Introduction
When measuring G2 curvature continuity at the boundary of two surfaces, a result of dev=1.0 is sometimes shown. This was displayed as 'flat' in earlier software versions and only occurs when one of the surfaces is flat in one direction, at the boundary.
Although this is shown as an error, it is in fact an 'exception' in the mathematical formula for calculating G2 deviation, and may not indicate a visual problem. As always with curvature evaluation, use the zebra stripes / iso-angle and the comb plots to double-check the results. In this example, the surfaces are good.
Responding to a dev = 1.0 result
Unless there is some design requirement that means you want to avoid any flat areas, then the result of dev=1.0 can be treated in the same way as any other curvature failure, and other surface checks used to judge the surface quality (iso-angle, zebra stripes, comb plots).
Understanding Continuity with 'Flat' Surfaces
This situation only arises when:
- One of the surfaces is 'flat' (i.e. has a radius of infinity) in the direction in which continuity is being measured (perpendicular to the boundary).
- And G2 Curvature is not achieved, i.e. the matching surface does not have a radius of infinity at the point where they meet.

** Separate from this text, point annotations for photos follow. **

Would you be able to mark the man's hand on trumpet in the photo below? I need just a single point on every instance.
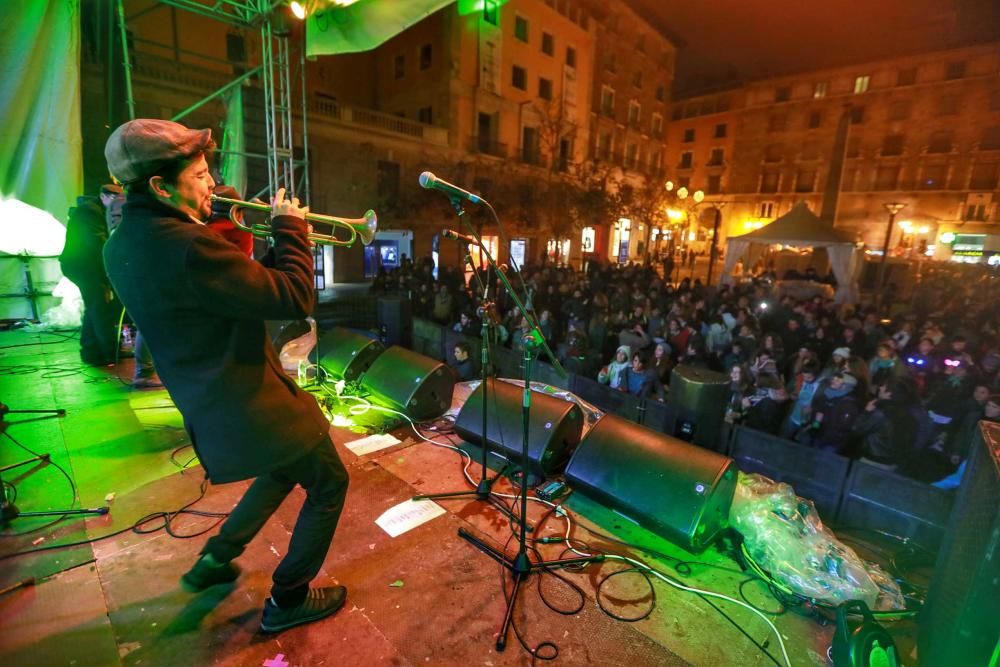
(282, 206)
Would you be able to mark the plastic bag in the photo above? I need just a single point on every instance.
(784, 535)
(296, 351)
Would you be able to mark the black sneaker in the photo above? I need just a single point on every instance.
(319, 603)
(203, 575)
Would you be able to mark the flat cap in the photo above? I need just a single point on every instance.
(138, 148)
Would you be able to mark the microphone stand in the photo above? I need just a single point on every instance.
(9, 511)
(520, 566)
(484, 489)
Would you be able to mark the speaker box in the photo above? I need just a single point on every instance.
(700, 396)
(554, 427)
(671, 488)
(416, 385)
(395, 320)
(345, 354)
(960, 623)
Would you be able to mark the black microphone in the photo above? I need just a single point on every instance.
(432, 182)
(458, 236)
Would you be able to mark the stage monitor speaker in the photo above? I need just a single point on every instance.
(553, 430)
(960, 621)
(345, 354)
(395, 321)
(700, 396)
(671, 488)
(416, 385)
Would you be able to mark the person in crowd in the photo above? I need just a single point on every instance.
(641, 381)
(462, 364)
(202, 305)
(614, 372)
(87, 230)
(834, 411)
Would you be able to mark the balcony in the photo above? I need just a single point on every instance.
(488, 146)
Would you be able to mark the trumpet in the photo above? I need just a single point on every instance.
(362, 229)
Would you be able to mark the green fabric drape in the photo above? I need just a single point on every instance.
(233, 167)
(41, 147)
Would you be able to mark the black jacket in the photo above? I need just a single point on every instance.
(201, 304)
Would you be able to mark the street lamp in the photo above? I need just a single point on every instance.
(893, 208)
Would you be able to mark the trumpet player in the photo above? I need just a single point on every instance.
(201, 303)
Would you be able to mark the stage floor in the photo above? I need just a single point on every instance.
(423, 598)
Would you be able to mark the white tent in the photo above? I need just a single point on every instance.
(802, 228)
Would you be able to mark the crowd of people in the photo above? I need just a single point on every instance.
(901, 385)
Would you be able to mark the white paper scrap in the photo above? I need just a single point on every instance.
(408, 515)
(373, 443)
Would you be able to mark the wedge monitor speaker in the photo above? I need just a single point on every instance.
(411, 383)
(345, 354)
(554, 427)
(674, 489)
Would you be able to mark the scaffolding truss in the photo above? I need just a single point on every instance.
(275, 73)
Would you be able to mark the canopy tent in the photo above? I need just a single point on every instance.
(802, 228)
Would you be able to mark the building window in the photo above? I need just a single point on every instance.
(956, 70)
(657, 125)
(521, 28)
(544, 88)
(887, 177)
(900, 110)
(892, 145)
(608, 101)
(933, 177)
(947, 105)
(777, 122)
(634, 111)
(491, 11)
(769, 182)
(548, 44)
(991, 139)
(805, 180)
(519, 78)
(984, 176)
(939, 142)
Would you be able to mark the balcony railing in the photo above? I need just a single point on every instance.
(487, 146)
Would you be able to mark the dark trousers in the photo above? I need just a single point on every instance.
(324, 479)
(99, 333)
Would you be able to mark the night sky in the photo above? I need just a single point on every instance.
(726, 40)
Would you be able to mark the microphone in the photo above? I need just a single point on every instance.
(458, 236)
(431, 182)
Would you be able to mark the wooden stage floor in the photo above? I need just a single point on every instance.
(423, 598)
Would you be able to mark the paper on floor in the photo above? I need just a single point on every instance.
(408, 515)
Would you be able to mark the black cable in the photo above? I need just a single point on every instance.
(72, 486)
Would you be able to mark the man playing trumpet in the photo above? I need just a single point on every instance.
(201, 303)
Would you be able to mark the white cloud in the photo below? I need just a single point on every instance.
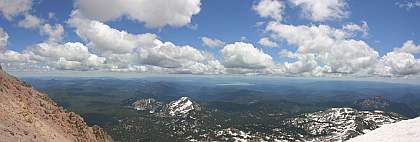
(155, 14)
(11, 8)
(127, 52)
(333, 49)
(408, 4)
(400, 63)
(409, 47)
(362, 28)
(54, 33)
(169, 55)
(322, 10)
(212, 42)
(4, 37)
(13, 56)
(265, 41)
(106, 39)
(270, 9)
(69, 56)
(30, 22)
(244, 55)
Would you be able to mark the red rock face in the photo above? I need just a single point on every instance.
(28, 115)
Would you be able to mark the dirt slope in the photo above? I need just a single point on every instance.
(28, 115)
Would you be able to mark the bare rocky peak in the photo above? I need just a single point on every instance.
(180, 107)
(28, 115)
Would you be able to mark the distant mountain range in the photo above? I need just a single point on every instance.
(403, 131)
(334, 124)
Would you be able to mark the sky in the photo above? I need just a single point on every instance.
(323, 38)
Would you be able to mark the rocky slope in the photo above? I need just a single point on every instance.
(28, 115)
(149, 104)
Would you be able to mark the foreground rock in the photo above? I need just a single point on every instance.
(28, 115)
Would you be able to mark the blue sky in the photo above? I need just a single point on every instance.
(389, 25)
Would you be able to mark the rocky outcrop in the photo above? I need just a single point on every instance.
(28, 115)
(180, 107)
(149, 104)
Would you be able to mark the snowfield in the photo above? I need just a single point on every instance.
(403, 131)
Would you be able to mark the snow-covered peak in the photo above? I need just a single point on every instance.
(181, 107)
(338, 124)
(403, 131)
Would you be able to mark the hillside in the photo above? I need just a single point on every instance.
(28, 115)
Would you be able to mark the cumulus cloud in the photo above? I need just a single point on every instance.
(333, 49)
(106, 39)
(322, 10)
(4, 37)
(362, 28)
(265, 41)
(11, 8)
(212, 42)
(408, 4)
(154, 14)
(68, 56)
(244, 55)
(30, 22)
(126, 51)
(54, 33)
(270, 9)
(409, 47)
(400, 63)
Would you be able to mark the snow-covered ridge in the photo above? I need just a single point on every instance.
(338, 124)
(403, 131)
(180, 107)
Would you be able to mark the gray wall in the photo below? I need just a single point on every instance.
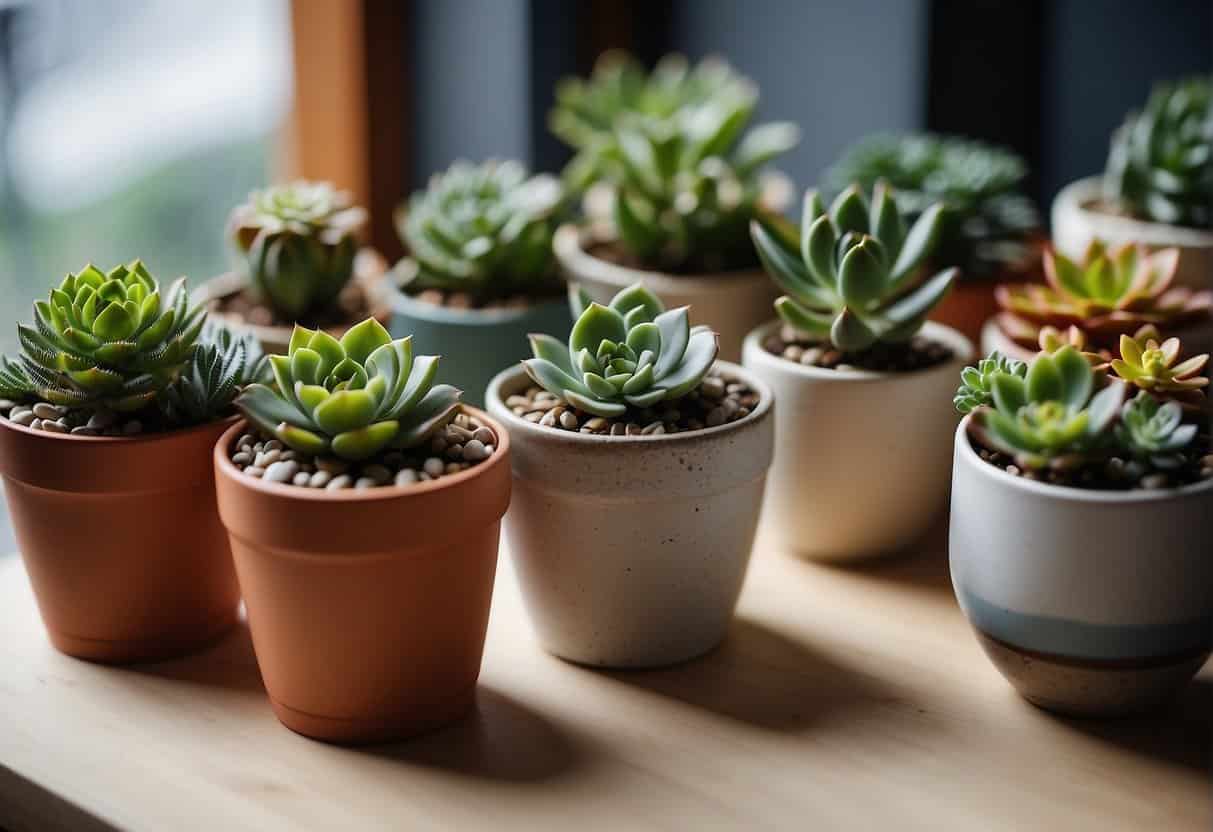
(838, 69)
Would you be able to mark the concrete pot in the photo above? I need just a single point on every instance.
(474, 343)
(1076, 222)
(631, 551)
(121, 540)
(368, 608)
(1092, 603)
(730, 302)
(861, 468)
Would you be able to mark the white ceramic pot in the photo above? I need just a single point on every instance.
(1088, 602)
(631, 551)
(730, 302)
(1075, 223)
(861, 468)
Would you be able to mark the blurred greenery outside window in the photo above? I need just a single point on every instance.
(130, 129)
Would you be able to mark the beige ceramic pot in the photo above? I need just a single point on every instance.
(121, 540)
(1094, 603)
(368, 608)
(732, 302)
(1076, 222)
(631, 551)
(863, 462)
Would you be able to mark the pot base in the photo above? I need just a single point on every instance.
(130, 651)
(391, 728)
(1076, 688)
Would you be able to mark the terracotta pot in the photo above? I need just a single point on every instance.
(369, 271)
(476, 342)
(861, 469)
(732, 302)
(368, 608)
(631, 551)
(1092, 603)
(1076, 221)
(121, 540)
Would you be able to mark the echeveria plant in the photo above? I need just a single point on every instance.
(351, 398)
(1160, 165)
(103, 341)
(485, 229)
(1111, 291)
(299, 241)
(630, 353)
(854, 275)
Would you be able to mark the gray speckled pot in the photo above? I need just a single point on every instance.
(631, 551)
(1094, 603)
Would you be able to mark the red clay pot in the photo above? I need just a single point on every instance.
(121, 540)
(368, 608)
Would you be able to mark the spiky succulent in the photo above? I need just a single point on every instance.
(1053, 415)
(990, 220)
(1149, 363)
(628, 353)
(619, 92)
(1154, 431)
(485, 229)
(1160, 165)
(351, 398)
(222, 365)
(853, 277)
(975, 388)
(299, 243)
(1111, 291)
(104, 341)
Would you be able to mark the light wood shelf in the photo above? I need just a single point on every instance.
(842, 699)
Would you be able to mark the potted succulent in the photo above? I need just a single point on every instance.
(299, 261)
(480, 274)
(108, 419)
(639, 465)
(363, 505)
(1081, 499)
(1157, 187)
(678, 184)
(1108, 294)
(991, 229)
(850, 347)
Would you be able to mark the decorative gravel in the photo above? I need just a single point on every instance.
(918, 353)
(715, 402)
(463, 444)
(53, 419)
(1115, 473)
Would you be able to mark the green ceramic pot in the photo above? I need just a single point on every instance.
(476, 343)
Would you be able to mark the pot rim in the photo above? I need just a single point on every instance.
(225, 467)
(400, 302)
(571, 243)
(1080, 193)
(137, 438)
(962, 352)
(996, 476)
(766, 402)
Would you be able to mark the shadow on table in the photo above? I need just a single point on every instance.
(1179, 733)
(766, 678)
(501, 739)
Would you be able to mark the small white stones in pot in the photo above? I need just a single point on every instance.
(460, 445)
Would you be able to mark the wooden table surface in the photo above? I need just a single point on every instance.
(842, 699)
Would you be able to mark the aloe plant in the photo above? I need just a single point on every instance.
(299, 241)
(990, 218)
(103, 341)
(853, 277)
(1160, 165)
(485, 229)
(351, 398)
(630, 353)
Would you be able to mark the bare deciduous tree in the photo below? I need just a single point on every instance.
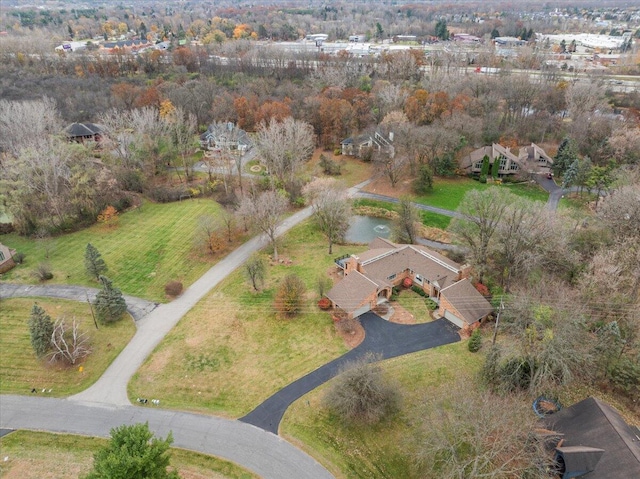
(27, 123)
(495, 441)
(263, 212)
(331, 208)
(285, 146)
(69, 344)
(481, 212)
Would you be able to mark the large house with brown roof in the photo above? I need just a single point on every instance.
(370, 277)
(532, 159)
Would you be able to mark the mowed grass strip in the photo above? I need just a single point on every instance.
(39, 455)
(232, 351)
(380, 450)
(447, 193)
(21, 371)
(151, 245)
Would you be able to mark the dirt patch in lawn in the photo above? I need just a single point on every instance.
(401, 315)
(354, 338)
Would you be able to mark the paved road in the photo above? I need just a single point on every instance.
(137, 307)
(261, 452)
(111, 388)
(382, 337)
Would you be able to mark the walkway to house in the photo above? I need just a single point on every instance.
(137, 307)
(383, 338)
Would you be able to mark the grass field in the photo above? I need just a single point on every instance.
(377, 451)
(38, 455)
(232, 340)
(448, 192)
(354, 171)
(151, 245)
(20, 370)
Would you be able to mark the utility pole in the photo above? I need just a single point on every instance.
(495, 330)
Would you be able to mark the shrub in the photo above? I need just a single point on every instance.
(362, 394)
(430, 304)
(324, 303)
(347, 325)
(475, 342)
(483, 289)
(43, 272)
(329, 166)
(173, 288)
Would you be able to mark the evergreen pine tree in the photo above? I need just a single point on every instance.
(109, 303)
(475, 341)
(93, 262)
(41, 329)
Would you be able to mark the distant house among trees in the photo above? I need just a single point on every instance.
(6, 258)
(529, 159)
(225, 136)
(370, 277)
(358, 146)
(594, 442)
(81, 132)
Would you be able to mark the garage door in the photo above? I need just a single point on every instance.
(364, 309)
(454, 319)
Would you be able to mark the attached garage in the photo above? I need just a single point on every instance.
(463, 305)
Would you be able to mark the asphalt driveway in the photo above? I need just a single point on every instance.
(389, 340)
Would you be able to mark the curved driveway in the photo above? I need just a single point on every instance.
(389, 340)
(261, 452)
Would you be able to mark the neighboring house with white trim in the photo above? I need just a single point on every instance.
(370, 277)
(225, 136)
(358, 145)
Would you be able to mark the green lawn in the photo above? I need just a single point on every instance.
(232, 341)
(448, 192)
(20, 370)
(39, 455)
(151, 245)
(377, 451)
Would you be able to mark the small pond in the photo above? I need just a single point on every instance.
(363, 229)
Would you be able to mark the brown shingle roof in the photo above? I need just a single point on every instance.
(420, 260)
(466, 299)
(352, 291)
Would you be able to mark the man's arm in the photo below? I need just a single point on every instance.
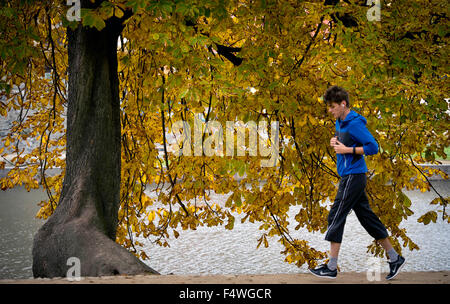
(340, 148)
(360, 132)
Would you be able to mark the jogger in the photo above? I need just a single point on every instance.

The calculation for G2 Curvature deviation at a boundary is (ignoring negative values): dev = (R1 - R2) / (R1 + R2). The result dev=1.0 is a mathematical exception that can be understood by applying the formula to the surface examples below:
Infinity Tolerance
The software defines any radius greater than 100000 cm as infinity for the purposes of the curvature deviation calculation. Users can modify this value by changing the environment variable : ALIAS_G2_INFINITY_TOL .
In the example below, the two primary surfaces are flat in one direction (perpendicular to the boundary).
Ot the top edge, the fillet has achieved a radius of infinity (flat curvature) at the boundary, so no failure is shown.
On the lower edge, at some checkpoints curvature is calculated as zero, at others dev=1.0. The difference is due to the infinity tolerance of 1,000,000 mm.